Housing industry experts just can’t agree, is the other shoe about to drop or is the gaping wound finally starting to heal? Economics correspondent, Paul Solman, weighs in with some reasons why he feels the housing crisis is not quite over in a video piece on PBS News Hour.
The story takes place in Florida, a state hit especially hard by the crisis. The numbers are staggering in the state. PBS reports that 600,000 Florida families have lost their home to foreclosure since 2007, and “with one out of four Florida homes hit with a foreclosure notice in recent years, it’s hard to meet anyone in this state who hasn’t been touched by the crisis.”
Solman interviews David, a Florida resident clearing out his mother’s house. Real estate agent Marc Joseph, is seen skulking around in the video, doing what he was hired to do in a tense situation- filling out the paperwork and taking the keys. David explains that his mother suffered an illness that lead to medical bills (pre-Obamacare) they couldn’t afford, which ultimately sank the family.
The looming shadow inventory
They were having trouble paying the mortgage but had an agreement worked out with the financial company that held the loan. Unfortunately for David and his family, their loan was transferred to a lending company called Green Tree. Green Tree wasn’t willing to work things out with the family and immediately began closing in on them.
This is just one of the many foreclosures PBS outlines in their story, and while they provide no hard data, they feel there are more foreclosures to come. Marc Joseph, that real estate agent working with David during his foreclosure, called these looming foreclosures, “shadow inventory.”
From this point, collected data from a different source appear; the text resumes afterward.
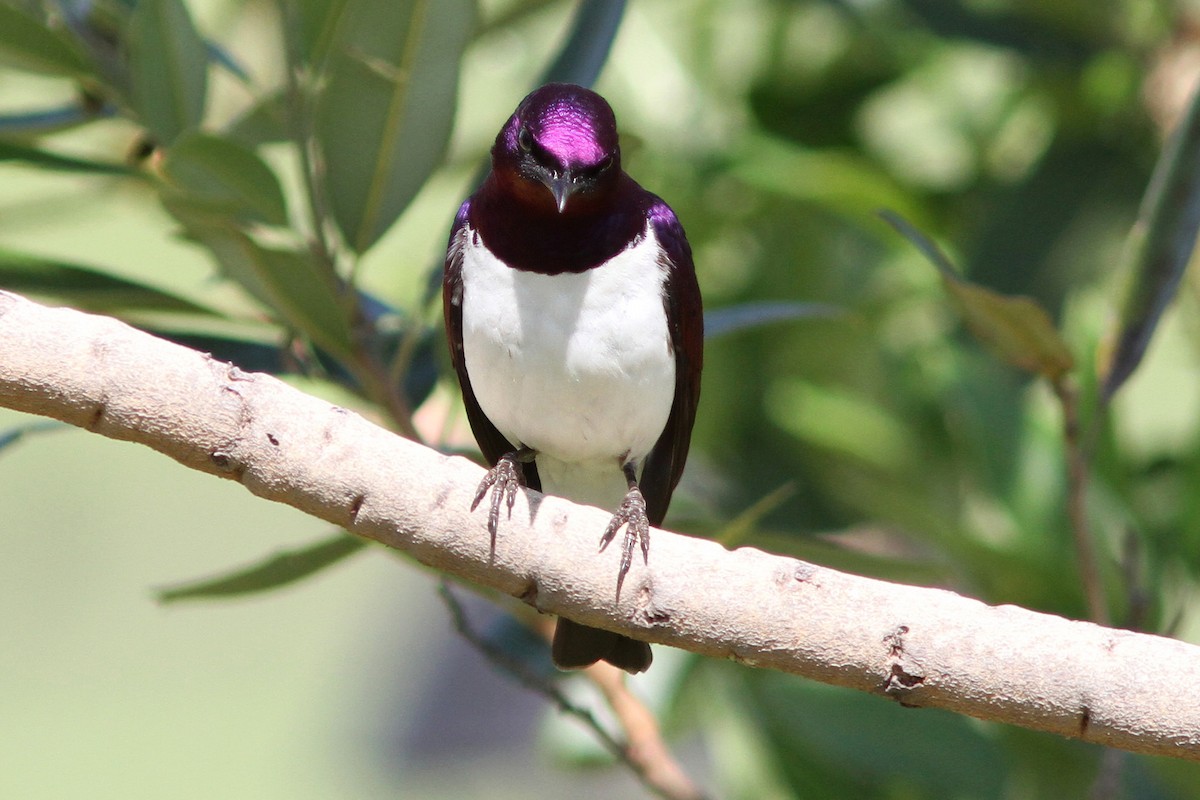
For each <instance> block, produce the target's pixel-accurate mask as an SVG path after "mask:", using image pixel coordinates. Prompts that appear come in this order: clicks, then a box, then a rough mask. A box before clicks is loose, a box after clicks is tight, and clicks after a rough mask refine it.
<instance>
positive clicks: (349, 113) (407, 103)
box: [316, 0, 474, 253]
mask: <svg viewBox="0 0 1200 800" xmlns="http://www.w3.org/2000/svg"><path fill="white" fill-rule="evenodd" d="M473 10H474V4H472V2H470V0H440V1H439V2H433V0H407V1H398V0H348V1H347V4H346V10H344V13H343V16H342V20H341V24H340V25H338V28H337V36H336V40H335V42H334V47H332V50H331V53H330V56H329V61H328V70H326V77H328V83H326V85H325V86H324V90H323V91H322V94H320V95H319V97H318V100H317V126H316V133H317V140H318V144H319V148H320V151H322V154H323V157H324V164H325V173H324V179H325V192H326V194H328V198H329V205H330V207H331V210H332V216H334V219H335V221H336V223H337V225H338V228H340V229H341V231H342V236H343V237H344V240H346V242H347V243H348V245H349V246H350V248H353V249H354V251H355V252H360V253H361V252H362V251H365V249H367V248H368V247H371V245H373V243H374V242H376V241H377V240H378V239H379V236H380V235H383V233H384V231H385V230H386V229H388V228H389V227H390V225H391V224H392V223H394V222H395V221H396V218H397V217H398V216H400V215H401V212H402V211H403V210H404V209H406V207H407V206H408V204H409V201H410V200H412V199H413V197H414V196H415V194H416V192H418V191H419V190H420V188H421V186H422V185H424V184H425V180H426V179H427V178H428V176H430V174H431V173H432V172H433V169H434V168H436V167H437V166H438V164H439V163H440V161H442V156H443V154H444V152H445V148H446V142H448V140H449V138H450V130H451V125H452V121H454V110H455V97H456V94H457V85H458V65H460V61H461V56H462V52H463V48H464V47H466V44H467V40H468V36H469V34H470V29H472V23H473Z"/></svg>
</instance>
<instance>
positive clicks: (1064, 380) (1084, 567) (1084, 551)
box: [1051, 375, 1110, 625]
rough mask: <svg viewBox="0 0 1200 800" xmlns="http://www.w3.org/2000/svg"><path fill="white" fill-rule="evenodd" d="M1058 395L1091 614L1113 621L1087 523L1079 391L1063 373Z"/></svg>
mask: <svg viewBox="0 0 1200 800" xmlns="http://www.w3.org/2000/svg"><path fill="white" fill-rule="evenodd" d="M1051 385H1052V386H1054V391H1055V395H1057V396H1058V402H1060V403H1061V404H1062V433H1063V446H1064V449H1066V452H1067V515H1068V517H1069V518H1070V534H1072V540H1073V542H1074V545H1075V559H1076V560H1078V561H1079V577H1080V581H1081V582H1082V584H1084V595H1085V597H1086V600H1087V612H1088V616H1090V618H1091V620H1092V621H1093V622H1097V624H1099V625H1109V624H1110V622H1109V607H1108V603H1106V602H1105V600H1104V584H1103V581H1102V579H1100V569H1099V561H1098V560H1097V558H1096V542H1094V540H1093V539H1092V531H1091V527H1090V525H1088V524H1087V455H1086V453H1085V452H1084V444H1082V435H1081V432H1080V425H1079V392H1078V391H1075V386H1074V385H1073V384H1072V383H1070V380H1069V379H1068V378H1067V377H1066V375H1063V377H1061V378H1058V379H1057V380H1055V381H1052V383H1051Z"/></svg>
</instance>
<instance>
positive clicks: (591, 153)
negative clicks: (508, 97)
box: [492, 84, 620, 213]
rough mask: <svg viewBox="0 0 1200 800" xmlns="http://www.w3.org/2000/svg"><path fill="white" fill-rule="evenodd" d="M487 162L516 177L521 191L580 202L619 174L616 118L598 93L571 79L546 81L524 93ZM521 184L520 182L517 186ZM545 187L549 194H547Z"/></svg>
mask: <svg viewBox="0 0 1200 800" xmlns="http://www.w3.org/2000/svg"><path fill="white" fill-rule="evenodd" d="M492 166H493V169H494V170H496V172H497V173H498V174H502V173H509V174H511V175H512V176H514V178H516V179H517V180H516V185H514V186H512V188H515V190H516V191H517V193H518V194H520V196H523V197H526V198H527V199H532V200H536V199H538V197H539V196H540V197H541V198H544V200H552V201H553V204H554V207H556V209H557V210H558V212H559V213H562V212H564V211H565V210H566V206H568V200H572V198H580V199H578V200H576V201H575V203H574V205H578V204H580V203H584V204H586V200H584V198H586V197H587V196H589V194H592V196H595V194H598V193H602V191H604V190H605V188H607V187H610V186H612V185H613V184H614V182H616V180H617V176H618V175H619V173H620V146H619V144H618V140H617V119H616V118H614V116H613V113H612V108H611V107H610V106H608V103H607V102H605V98H604V97H601V96H600V95H598V94H595V92H594V91H590V90H588V89H583V88H582V86H575V85H572V84H546V85H545V86H542V88H541V89H538V90H535V91H533V92H532V94H529V95H528V96H527V97H526V98H524V100H523V101H521V104H520V106H517V110H516V112H514V114H512V116H511V118H510V119H509V121H508V124H505V126H504V128H503V130H502V131H500V133H499V136H497V137H496V145H494V146H493V148H492ZM522 185H523V186H522ZM546 190H548V194H547V193H546Z"/></svg>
Shadow inventory refers to homes that have delinquent mortgages or have been foreclosed on but have not been back on the market. Joseph says that the wave of foreclosures on the horizon are those that were lucky enough to get loan modifications during the housing crisis years ago.
Out of the woods?
The PBS News Hour story concludes things by showing David standing aimlessly outside his car with his mother resting in the passenger’s seat. They’re at a truck stop, homeless. A grim reality that many might be facing in the future if realtor Marc Joseph is correct in his assessment.
With no data or analysis of this shadow inventory, it’s easy to question its validity. But in PBS’s human interest piece where you see someone directly affected by foreclosure, you have to at least consider that we’re not quite out of the woods yet.